La France ne veut plus être une simple consommatrice de modèles américains. Pour sortir de cette dépendance, un groupe de hauts fonctionnaires et d’ingénieurs a élaboré une stratégie d’envergure industrielle : l’opération Prométhée. L’objectif est clair : positionner l’Hexagone comme la troisième puissance mondiale de l’intelligence artificielle, derrière les États-Unis et la Chine.
Un investissement de 700 milliards de dollars sur trois ans
L’échelle financière du projet est sans précédent. Les auteurs du plan, Tristan Claret-Trentelivres, Raphaël Doan, Aymeric Roucher et Victor Storchan, estiment le coût total à 700 milliards de dollars (environ 620 milliards d’euros) sur trois ans. Ce montant représenterait, lors de la troisième année, une part significative du produit intérieur brut (PIB) français, selon la note publiée dans Le Grand Continent.
Le financement reposerait sur un mélange de capitaux publics et privés. L’État devrait apporter une part du PIB annuellement, soit près de 45 milliards d’euros par an. Pour donner un ordre de grandeur, cet effort financier dépasserait sur dix ans le budget actuel des Armées, lequel s’élève à près de 60 milliards d’euros cette année, hors pensions de retraite.

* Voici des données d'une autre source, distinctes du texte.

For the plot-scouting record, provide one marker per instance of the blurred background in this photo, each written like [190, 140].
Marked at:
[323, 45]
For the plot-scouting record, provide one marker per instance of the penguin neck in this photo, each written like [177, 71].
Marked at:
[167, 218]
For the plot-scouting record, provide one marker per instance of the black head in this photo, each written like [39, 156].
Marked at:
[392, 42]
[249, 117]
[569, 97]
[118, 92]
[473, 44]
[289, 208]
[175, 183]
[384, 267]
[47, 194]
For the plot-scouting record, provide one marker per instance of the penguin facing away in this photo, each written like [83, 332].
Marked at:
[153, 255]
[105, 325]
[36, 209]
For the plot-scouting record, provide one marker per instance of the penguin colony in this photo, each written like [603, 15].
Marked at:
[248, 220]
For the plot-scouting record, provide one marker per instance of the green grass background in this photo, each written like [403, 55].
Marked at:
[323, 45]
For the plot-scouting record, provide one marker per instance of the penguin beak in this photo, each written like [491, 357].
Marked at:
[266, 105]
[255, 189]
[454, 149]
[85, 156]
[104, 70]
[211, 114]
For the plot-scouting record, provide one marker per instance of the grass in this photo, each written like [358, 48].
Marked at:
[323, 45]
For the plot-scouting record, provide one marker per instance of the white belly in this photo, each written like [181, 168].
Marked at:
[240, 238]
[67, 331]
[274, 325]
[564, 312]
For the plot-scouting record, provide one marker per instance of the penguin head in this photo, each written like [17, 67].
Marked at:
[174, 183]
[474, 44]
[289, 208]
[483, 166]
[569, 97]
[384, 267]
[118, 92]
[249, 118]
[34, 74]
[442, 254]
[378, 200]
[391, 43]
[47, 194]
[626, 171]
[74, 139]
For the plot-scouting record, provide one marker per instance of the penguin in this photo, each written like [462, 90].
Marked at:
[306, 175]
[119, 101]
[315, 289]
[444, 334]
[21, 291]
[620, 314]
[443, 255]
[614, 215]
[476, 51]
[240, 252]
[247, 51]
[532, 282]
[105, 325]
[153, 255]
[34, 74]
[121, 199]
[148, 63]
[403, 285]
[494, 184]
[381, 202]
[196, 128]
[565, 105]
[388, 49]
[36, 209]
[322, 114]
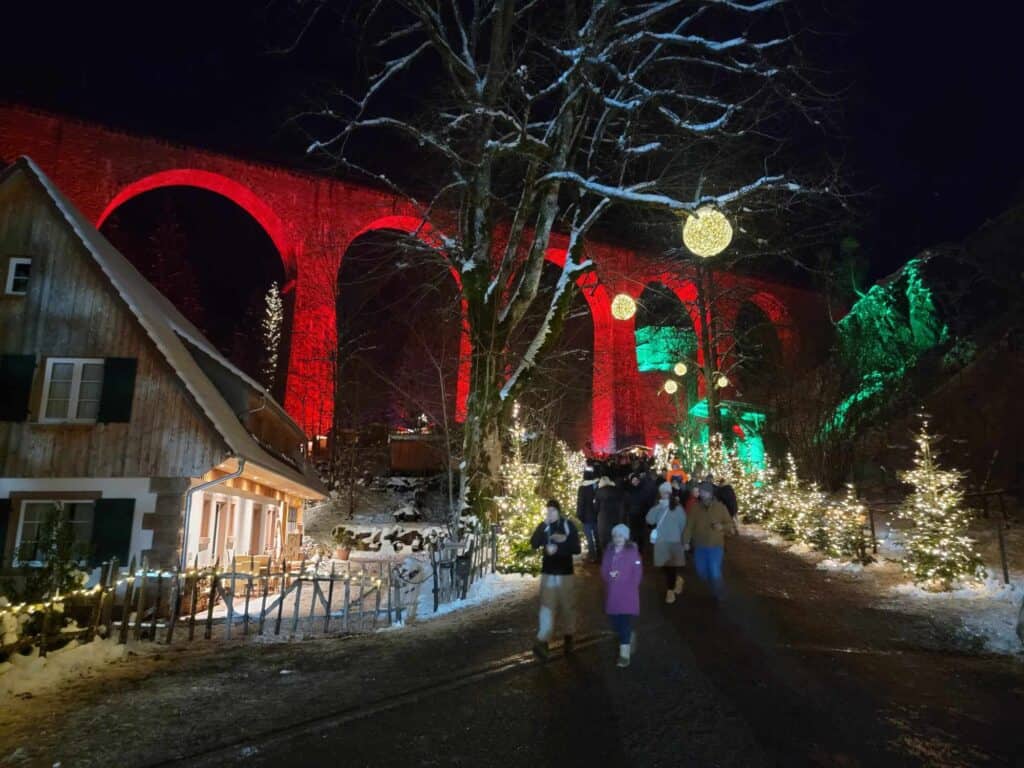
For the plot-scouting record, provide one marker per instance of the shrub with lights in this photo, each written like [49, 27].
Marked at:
[520, 508]
[845, 521]
[938, 551]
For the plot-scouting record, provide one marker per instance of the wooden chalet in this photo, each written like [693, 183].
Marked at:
[113, 406]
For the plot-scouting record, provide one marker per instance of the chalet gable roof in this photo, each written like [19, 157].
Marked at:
[172, 334]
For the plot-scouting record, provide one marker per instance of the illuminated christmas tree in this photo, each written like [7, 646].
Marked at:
[845, 521]
[787, 503]
[938, 550]
[520, 508]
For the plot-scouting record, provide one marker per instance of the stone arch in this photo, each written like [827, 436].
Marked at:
[415, 225]
[239, 194]
[780, 318]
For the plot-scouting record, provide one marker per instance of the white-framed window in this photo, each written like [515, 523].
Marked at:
[18, 270]
[29, 547]
[72, 389]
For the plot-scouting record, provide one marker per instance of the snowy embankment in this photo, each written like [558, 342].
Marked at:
[986, 610]
[492, 589]
[32, 674]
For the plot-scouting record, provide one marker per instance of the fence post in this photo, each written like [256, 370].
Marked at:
[298, 596]
[1001, 523]
[348, 597]
[265, 574]
[94, 623]
[249, 592]
[281, 598]
[330, 599]
[175, 605]
[111, 587]
[126, 608]
[208, 633]
[140, 604]
[229, 598]
[156, 605]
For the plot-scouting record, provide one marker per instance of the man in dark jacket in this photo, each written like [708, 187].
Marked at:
[727, 496]
[608, 501]
[587, 512]
[559, 540]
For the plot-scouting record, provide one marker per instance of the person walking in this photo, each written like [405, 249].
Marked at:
[622, 570]
[587, 512]
[707, 526]
[669, 520]
[559, 540]
[608, 501]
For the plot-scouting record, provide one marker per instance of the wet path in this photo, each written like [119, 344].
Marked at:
[797, 667]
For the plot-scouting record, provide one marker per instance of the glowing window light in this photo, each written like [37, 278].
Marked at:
[623, 306]
[707, 232]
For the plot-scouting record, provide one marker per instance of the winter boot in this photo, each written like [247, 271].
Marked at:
[624, 656]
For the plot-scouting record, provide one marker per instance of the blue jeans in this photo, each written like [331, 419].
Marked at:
[623, 625]
[708, 561]
[590, 529]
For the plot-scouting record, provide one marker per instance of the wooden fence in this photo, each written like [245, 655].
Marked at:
[255, 598]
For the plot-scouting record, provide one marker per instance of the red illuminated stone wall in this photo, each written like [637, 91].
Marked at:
[312, 220]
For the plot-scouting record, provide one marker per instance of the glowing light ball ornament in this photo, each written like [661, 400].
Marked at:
[707, 232]
[623, 306]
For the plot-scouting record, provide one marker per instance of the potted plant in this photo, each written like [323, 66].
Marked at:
[344, 541]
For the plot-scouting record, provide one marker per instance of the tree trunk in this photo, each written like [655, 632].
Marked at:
[482, 448]
[708, 341]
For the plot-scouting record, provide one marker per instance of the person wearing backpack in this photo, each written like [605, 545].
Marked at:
[622, 570]
[669, 520]
[560, 541]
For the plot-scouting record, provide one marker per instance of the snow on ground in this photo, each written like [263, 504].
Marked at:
[34, 674]
[986, 611]
[493, 588]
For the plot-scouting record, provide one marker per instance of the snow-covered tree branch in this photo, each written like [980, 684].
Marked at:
[541, 118]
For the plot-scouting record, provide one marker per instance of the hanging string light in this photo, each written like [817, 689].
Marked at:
[707, 231]
[623, 306]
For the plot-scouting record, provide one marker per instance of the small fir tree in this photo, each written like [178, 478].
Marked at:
[273, 314]
[520, 508]
[938, 551]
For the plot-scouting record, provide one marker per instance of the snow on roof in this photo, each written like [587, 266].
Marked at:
[167, 327]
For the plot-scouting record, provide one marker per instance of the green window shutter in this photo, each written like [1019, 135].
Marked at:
[119, 389]
[15, 385]
[4, 526]
[112, 524]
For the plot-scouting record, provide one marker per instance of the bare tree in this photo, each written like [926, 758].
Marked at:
[546, 116]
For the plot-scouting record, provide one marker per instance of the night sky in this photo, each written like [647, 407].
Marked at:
[932, 113]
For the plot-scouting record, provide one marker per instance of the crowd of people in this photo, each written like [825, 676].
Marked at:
[632, 512]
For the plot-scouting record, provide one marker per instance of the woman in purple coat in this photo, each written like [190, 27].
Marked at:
[622, 569]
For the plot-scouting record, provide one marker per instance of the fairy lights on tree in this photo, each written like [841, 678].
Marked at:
[520, 507]
[939, 552]
[273, 315]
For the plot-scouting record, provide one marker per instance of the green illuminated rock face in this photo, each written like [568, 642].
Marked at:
[660, 347]
[882, 340]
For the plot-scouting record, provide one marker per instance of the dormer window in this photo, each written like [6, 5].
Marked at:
[18, 270]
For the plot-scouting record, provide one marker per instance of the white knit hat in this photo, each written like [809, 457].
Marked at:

La course aux gigawatts : le défi du calcul
Si Mistral AI, dirigée par Arthur Mensch, est le seul laboratoire européen à avoir produit un grand modèle de langage, les auteurs de l’opération Prométhée jugent ses capacités insuffisantes pour rivaliser avec les leaders américains dans les domaines les plus stratégiques.
Selon les données avancées dans le plan :
| Laboratoire | Puissance fin 2025 | Prévision fin 2026 |
|---|---|---|
| OpenAI | 1,9 GW | 5 à 6 GW |
| Anthropic | 1,4 GW | 5 à 6 GW |
Pour combler ce fossé, le plan suggère la création d’une holding dont l’État détiendrait une part.
Souveraineté et dépendance face aux États-Unis
L’urgence de ce plan est dictée par un durcissement de la politique américaine. Mi-juin 2026, le gouvernement des États-Unis a décidé de restreindre l’accès aux meilleurs modèles d’IA développés par ses laboratoires pour les utilisateurs étrangers. Cette décision souligne, selon les auteurs du projet, la vulnérabilité des pays européens.
Pourtant, la France dispose d’atouts structurels. Elle est décrite comme la seule puissance capable de combiner une masse économique suffisante, une base de compétences nationales et un accès au vivier international de talents, tout en bénéficiant d’une production d’électricité abondante et décarbonée.
Mistral AI et l’appui de Microsoft
Le succès de cette remontée dépendra désormais de la capacité des candidats à la présidentielle à intégrer un tel plan financier dans leur programme, face à un coût qui s’apparente au plus grand investissement technologique depuis le programme nucléaire français.